Cross-calls normalisation
Finally - a note on result normalisation. In biochemical settings, when we run experiments across different machines / labs - or even if we do them sequentially - it often is a good practice to check if and to what extent conditions impacted a particular batch. Since LLMs are famously unstable by design - returning different results for the same input. This can make a dent on the usability and interpretation of the results. One of potential remedies is batch control - an identical sample injected to each batch which can subsequently be used to normalise to.
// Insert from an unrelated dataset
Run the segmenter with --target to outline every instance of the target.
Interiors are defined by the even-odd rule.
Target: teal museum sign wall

As an extension one might want to inject multiple ones to approximate a distribution but realistically performance starts to get detrimental as batch size gets above 10 so this would need careful consideration.
Final thoughts
This is typically how I seed semi-structured or pure-text extraction - nested, . The function provides a stable foundation that handles the execution complexity - parallelisation, caching, error handling - while exposing injection for domain-specific logic. I'll often drop this into a project and then hand it off to Claude Code to iterate on - adjusting retry strategies, tuning batch sizes, or adding project-specific validation logic. Relative simplicity makes changes straightforward: the domain logic / models / LLM providers get injected, while the occasional changes to logging or caching gets adjusted within the function.